The submarine nature of the eruption implied that the majority of the emissions (ash, gases) remained under the ocean surface and that water was massively entrained, which makes the composition of the plume very unusual with respect of other recent documented eruptions.

2.2 Plume Initial Stage

The plume generated from the eruption reached a maximum altitude of 58 km as reported from geostationary imaging (Carr, Proud).

The convective plume as seen from Hima 8 rapidly collapsed (Carr, Legras). Radiative calculations (Thompson, to be published in Bulletin of Volcanology), MISR retrieval of aerosol properties (Kahn, to be pub) and model (Bruckert) suggest formation of ice compatible with a large injection of water (see below). The initial convective plume led to several stratified aerosol layers.

Above 35 km, a 35-40 km layer with low AOD was detected on 15 Jan by CALIOP with low AOD, depolarizing and moving westward at high speed (40 m/s) in a layer of large shear (Khaykin). However CALIOP is blind above 40 km and OMPS-LP detected aerosols up to 50 km in the first days after the eruption. These layers all disappear after one week (Khaykin, Taha, Baron)

A low altitude plume by 18-20 km moving slowly westward (10 m/s) containing products from the 13 and 15 January eruption, mixed together (Taha). More SO₂ in this plume than aerosol (presumed to be composed of H₂SO₄; Asher). Depolarizing and weakly absorbing (Boichu, Kloss). Need a characterization of evolution during the first month.
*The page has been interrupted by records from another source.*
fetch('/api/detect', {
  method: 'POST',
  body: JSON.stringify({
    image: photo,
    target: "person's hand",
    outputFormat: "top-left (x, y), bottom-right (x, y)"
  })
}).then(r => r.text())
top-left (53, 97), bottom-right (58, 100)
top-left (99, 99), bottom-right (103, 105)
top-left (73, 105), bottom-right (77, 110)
Two clouds of non depolarizing particles, presumably spherical droplets, moving westward at 20 m/s initially at 30-32 km and 26-28 km (Sellitto, Legras, Taha). These two clouds, first detected on 15 Jan at 19 UTC by Hima 8 and 16 Jan at 15 UTC by CALIOP are collocated with SO₂ (Legras) and appear (on Hima 8 images) as emerging from the background within a few hours between 15 Jan 19 UTC and 16 Jan.4 UTC due to the fast conversion from SO₂. See below in section vi. These two clouds were the source of the persisting aerosols in the stratosphere. By January 22, in this layer, more aerosol (also presumed to be composed of H2SO4) in the plume than SO₂; Asher).

2.3 Gravity Waves

The explosivity has generated a train of GW detected in the early stage by several instruments GEOs, IASI, ...which have been followed for X days with several round the globe journeys. Balloon measurements show at least two successive explosions linked with the two main aerosol plumes [confirmed?].

2.4 Water Vapor Injection

The distinguished character of this eruption is the amount of water that was injected saturating the atmosphere up to 35 km at least (Sellitto, Khaykin, Vomel, Randel). The amount that remained in the stratosphere is estimated to be approximately 150 Tg, resulting in an instantaneous increase of 11% in stratospheric water vapor. There is good agreement between remote sensing and in situ measurements. The initial injection of water vapor was certainly much larger but the excess (above saturation) condensed as ice and fell out [estimates might come from models, Bruckert, Mastin?] entraining ash in the fall and leaving a plume mostly made of water vapor. This might be discussed as a function of altitude (e.g. condensed water in the mesosphere might have sublimated in the warmer stratosphere and ash might remain in the lower plume).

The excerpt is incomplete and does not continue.